誰がいるのか。どうして叩いたのか。

それがなんとなくわかり、返事もしたくなかったし、ドアを開けたくもなかった。

だけど、容赦なくドアは開けられた。

予想通り、そこに立っていたのはお父様だった。

「円香……どういうつもりだ」

まだ六時前だというのに家にいるのは、柳からの連絡を見て急いで帰ってきたということだろう。

何を言っても伝わらない、怒られると思い、黙り込む。

「それはあの低レベルな学校に通ったせいか?あの学校の中に、お前をそそのかした奴がいるのか?」

久々のお父様の圧迫的な態度は、恐怖で支配されるようなもので、言葉が出てこない。

否定したいのに。笠木さんが思っているようなことは何もないと、言わなければならないのに。

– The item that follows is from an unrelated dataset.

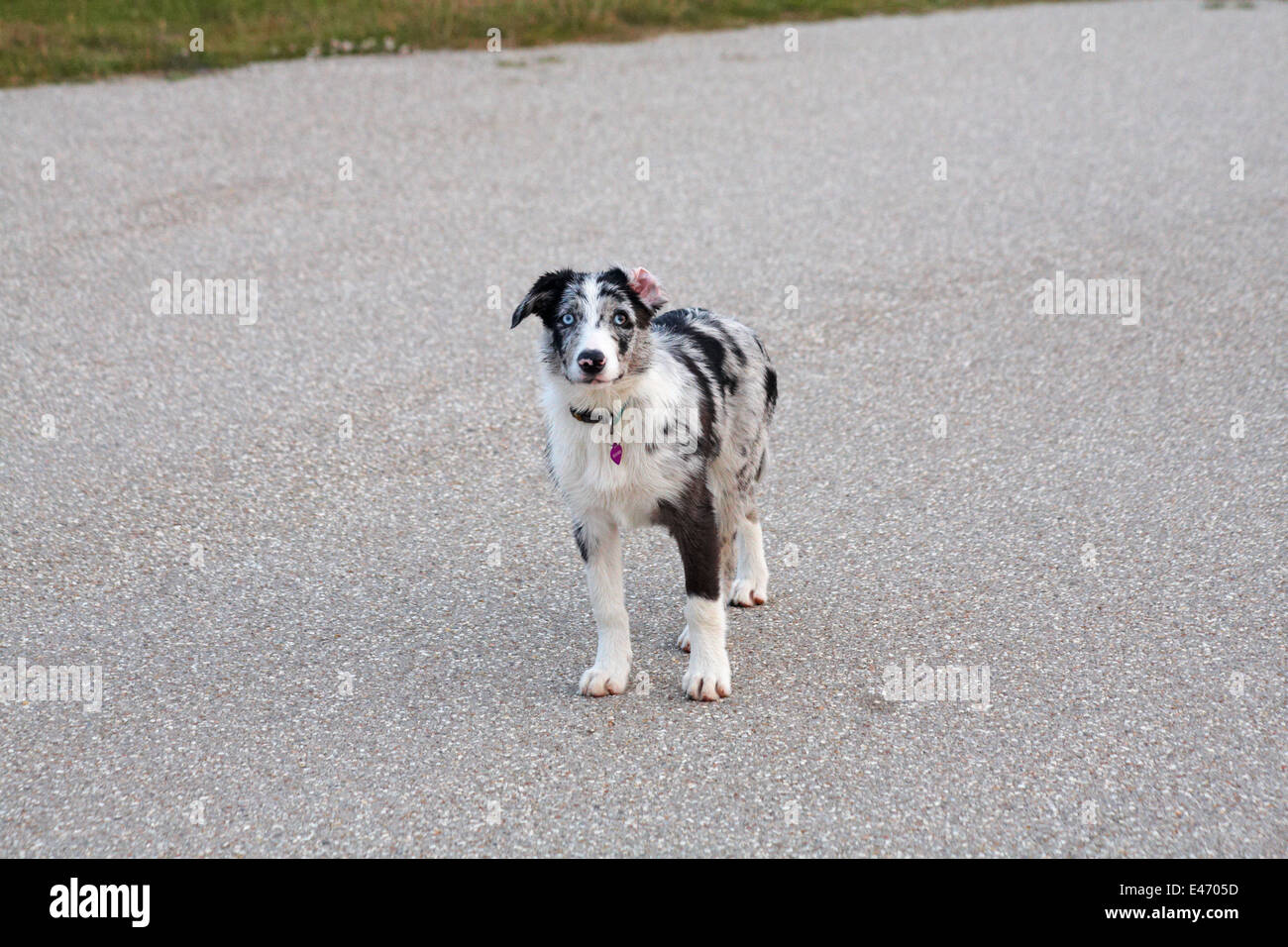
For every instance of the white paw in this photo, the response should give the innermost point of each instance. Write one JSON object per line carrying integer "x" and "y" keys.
{"x": 707, "y": 678}
{"x": 748, "y": 591}
{"x": 597, "y": 682}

「もうあの学校には通わせない。髪も今すぐ黒に直してきなさい」

一番恐れていた言葉を、お父様はあっさりと言った。私は泣きそうになりながら、首を横に振る。

「私、は……あの学校に、通いたいです……」

絞り出した声は、お父様に届きそうになかった。

どうして、こういうときに勇気が出ないのだろう。

お父様は大きくため息をついた。

たったそれだけのことなのに、体が強ばる。

「やはりわがままを聞くのではなかった。悪影響になるものしかない場に、入れるべきではなかった」
「……違います!」

お父様に反抗してしまった。

学校に通ったことで悪影響になんてなくて、お父様の言葉を肯定してはいけないと思うと、思わず声が出た。

お父様は私を睨む。

しかしここで怯んではいけない。言ってしまったのだから、このまま最後まで言うべきだ。

ほんの少しでいい。
勇気を、出せ。

「……私はあの学校に通って、初めて友達が出来ました。誰かに会うことを楽しみに思う気持ちを知りました」

そして、誰かを好きになるという幸せを知った。

「ではなぜ、お前は髪を染めた。その友人に無理矢理やらされたのか?」

違う。髪を染めたいと、私自身が思ったことだ。強制などされていない。

しかしお父様は私の友達がそういう人だと思ったということか。

「いくらお父様でも、私の友達を侮辱するような発言は許しません」

お父様は私を見下ろしてくる。

それに負けじと睨み返していたら、お父様は私のペン立てにあるハサミを手にした。
そのまま私のほうを向く。

出てきた勇気はどこかに行ってしまった。

「お、お父様……?」
「旦那様、それは……!」

私の怯えた声も、柳の慌てた声も届かなくて、お父様は乱暴に私の髪を掴むと、赤色の髪を切り落とした。